Fine Gael MEP and former GAA president Seán Kelly said the Government should explain why there can be no more spectators and what will happen into the future.
He said: ‘If there is a logic to it, we need to hear it because people will understand logic – the reason why, but not a blanket approach. The organisations involved in team sports would be as well to go together to, perhaps, Government. Because in fairness, NPHET have a very narrow focus, as their job is to limit the coronavirus.
‘They should definitely demand a meeting with the Minister for Sport [Catherine Martin] and the Junior Minister for Sport [Jack Chambers] to explain the rationale behind this and also what is likely to happen into the future.’
Sports pundit and former Meath footballer Colm O’Rourke told
Sarah McInerney, on RTÉ Radio, that of the games he has attended, he did not witness ‘any great congregation of people before or after’. He said the new rules had come as a surprise ‘to all of us who have been involved in the GAA’, adding: ‘We thought things were going well. I don’t think that there were any cases directly related to games or to clubs. Some clubs have had to stand down their members for a while, including my own, but these were always cases that were outside sport.’
Offaly GAA chairman Michael Duignan described the new restrictions as a ‘big setback’ and also called on the Government to release any evidence it has that links the rate of infections to the crowds that have been attending club games in recent months.
‘I’m a loss for words... really disappointed again,’ he told RTÉ. ‘I’d love to know where the evidence is coming from to support this. We obviously know we’re in a pandemic; we’ve been through a lot over the last six months.
‘We’ve had no cases in Offaly that are linked to the GAA. I just wonder who is representing the GAA, who is representing the young people who’ve been badly hit with all these restrictions.
‘I’m calling on the Government to see the advice. I’d love to see the advice that links it [Covid cases] to GAA activity and the few people we’ve had at matches here,’ he added.
Paul Moynagh, professor of immunology in NUI Maynooth, also said he is perplexed by the move. He told RTÉ’s Drivetime, on Tuesday, that there is clear evidence to show that Covid-19 is ‘significantly less transmissible outdoors than it is indoors’.

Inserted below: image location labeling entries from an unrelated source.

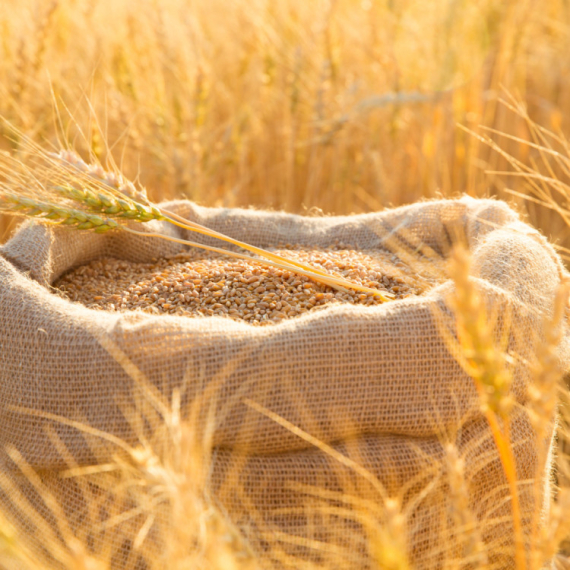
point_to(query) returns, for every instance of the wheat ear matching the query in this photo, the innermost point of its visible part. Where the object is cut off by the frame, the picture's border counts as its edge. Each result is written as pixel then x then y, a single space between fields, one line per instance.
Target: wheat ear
pixel 114 196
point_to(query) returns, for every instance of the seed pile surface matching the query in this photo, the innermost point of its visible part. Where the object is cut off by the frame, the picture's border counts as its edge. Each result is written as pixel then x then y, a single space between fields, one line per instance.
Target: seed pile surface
pixel 201 283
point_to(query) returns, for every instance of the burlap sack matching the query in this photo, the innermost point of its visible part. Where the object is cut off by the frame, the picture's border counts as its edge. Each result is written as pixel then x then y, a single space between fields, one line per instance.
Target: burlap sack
pixel 377 384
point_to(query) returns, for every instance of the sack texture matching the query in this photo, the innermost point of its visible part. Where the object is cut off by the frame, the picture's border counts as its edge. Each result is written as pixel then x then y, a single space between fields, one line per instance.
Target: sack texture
pixel 377 384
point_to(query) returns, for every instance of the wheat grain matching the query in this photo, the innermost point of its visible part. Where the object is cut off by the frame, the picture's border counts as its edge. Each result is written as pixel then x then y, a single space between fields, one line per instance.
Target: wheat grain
pixel 197 283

But the chairman of NPHET’s Epidemiological Modelling Advisory Group, Professor Philip
Nolan, defended the advice, saying there has been a slow but very particular rise in the level of disease in the population. He said the level of community transmission ‘appears’ to have doubled over the last ten days. He took to Twitter to aim a jibe at the GAA, writing: ‘I’ve noticed Dr Ronan Glynn is pretty busy at the moment. If I can free up time I’d be happy to explain GAA. ‘A start, games and training continue, the measures are designed to limit congregation, and limit mixing between households. And save lives,’ he added. However, Labour Party leader Alan Kelly called on Sports Minister Catherine Martin to sit down with all the major sporting organisations and explain why the ‘disheartening’ rules have been introduced. ‘I believe that the decision in relation to sporting events is perplexing,’ said Mr Kelly.
‘Two hundred people, and that includes players, mentors and referees, etc, going to a venue like Semple Stadium, is not a public health threat.
‘I believe that this is really something that is disheartening, it doesn’t have public support. It’s one issue that I believe that the public really are not willing to support and I find it very, very disheartening and confusing.’
He said that if the GAA, the IRFU, the FAI or any other organisations want to see the detail as to why this has been brought in, the Government, through the appropriate Sports Minister, should work with them and meet them.
‘I believe it is not the role for NPHET or Dr Glynn, who has a different role. At the end of the day, it’s the Government and ministers who have to be held to account for their decisions. So they’re the people that the relevant organisation should be going to,’ added the Labour leader.